One headline, at least three possible discussion topics.
From Capitol News Illinois Friday: “Gov. JB Pritzker suspends tax breaks for data center, urges more discussion.”
The first option is balancing facts and quotes from Maggie Daugherty’s reporting (tinyurl.com/CNIdatapause) against Jessie Molloy’s weekend Shaw Local story “Illinois data center fight escalates as state regulation fails and communities push back.“
A second is considering Pritzker’s action in the context of WGLT-FM’s Friday headline: “Trump administration blocks wind farm development in Illinois and across the nation” (tinyurl.com/WGLTwindfarms) to explore questions of executive authority versus local control.
Here, we’ll stick with the third: using the pause as a reminder that in government, special interest groups should always be expected to fully advocate for their own interests.
The Illinois Manufacturers’ Association released a statement Friday opposing the pause, with President/CEO Mark Denzler acknowledging “balanced regulations are important” but expressing concern about “risking growth, job creation and the next generation of technological breakthroughs” as well as “any policy framework that would inadvertently harm large manufacturers that use large amounts of energy and water to produce the goods that are a part of our everyday lives and help drive our economy.”
CNI said Climate Jobs Illinois and Illinois AFL-CIO organizers issued a joint statement predicting the pause would “send billions of dollars in investment and thousands of union jobs to Indiana, Kentucky and Ohio – states that sit on the same electrical grid, where those data centers will be built anyway, just without Illinois workers protected by nationally leading labor standards and without the clean energy requirements we’ve collaboratively fought to establish here.”
This is how it should be: these organizations have state purposes and Pritzker’s pause runs counter to those goals.
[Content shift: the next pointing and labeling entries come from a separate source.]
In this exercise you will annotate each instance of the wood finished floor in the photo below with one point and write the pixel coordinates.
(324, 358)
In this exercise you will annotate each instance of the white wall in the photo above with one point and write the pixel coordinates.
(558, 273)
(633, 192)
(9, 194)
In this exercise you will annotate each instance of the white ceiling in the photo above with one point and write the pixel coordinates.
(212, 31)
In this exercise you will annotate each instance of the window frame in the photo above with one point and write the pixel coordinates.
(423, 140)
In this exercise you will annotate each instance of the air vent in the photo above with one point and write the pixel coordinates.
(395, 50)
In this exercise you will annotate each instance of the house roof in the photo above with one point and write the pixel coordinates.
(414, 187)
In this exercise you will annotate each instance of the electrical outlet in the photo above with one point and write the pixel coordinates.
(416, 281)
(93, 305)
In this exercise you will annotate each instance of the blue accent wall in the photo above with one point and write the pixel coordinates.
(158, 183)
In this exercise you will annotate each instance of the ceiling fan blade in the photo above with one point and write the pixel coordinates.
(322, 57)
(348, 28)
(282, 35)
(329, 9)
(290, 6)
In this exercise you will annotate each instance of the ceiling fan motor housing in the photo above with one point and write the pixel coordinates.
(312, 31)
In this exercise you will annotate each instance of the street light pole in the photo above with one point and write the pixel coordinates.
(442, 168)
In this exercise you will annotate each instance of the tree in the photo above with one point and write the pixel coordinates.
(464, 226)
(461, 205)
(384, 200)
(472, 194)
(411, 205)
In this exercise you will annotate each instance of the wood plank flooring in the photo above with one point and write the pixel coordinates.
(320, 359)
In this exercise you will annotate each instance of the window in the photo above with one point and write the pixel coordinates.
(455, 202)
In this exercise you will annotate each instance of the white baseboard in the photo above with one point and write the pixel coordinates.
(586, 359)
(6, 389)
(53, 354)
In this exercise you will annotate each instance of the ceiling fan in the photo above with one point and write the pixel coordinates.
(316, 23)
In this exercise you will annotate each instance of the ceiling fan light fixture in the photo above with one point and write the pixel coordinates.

And whether these or other groups align with the governor politically on other issues is and should be irrelevant when that runs headlong into a disagreement.
Similar scenarios play out throughout the year, but especially during the state budgeting process. My inbox was full of releases from groups that typically lean left but had plenty to say about the General Assembly’s funding commitments for certain priorities, notably K-12 and higher education.
Or there’s the strange bedfellows issue of nuclear generation legislation. A few years back, it was pretty easy to find a “Pritzker Sucks” sign in the same yard as a “Save the Nuclear Plants” placard. Those voters only got their desired outcome through red-district legislators collaborating with the ruling Democrats.
In short, it’s not a special interest group’s job to see the big picture. We reserve that challenge for those in elected office who must blend competing concerns into functioning governments.
Much easier written than done, but it’s the job they sought and won.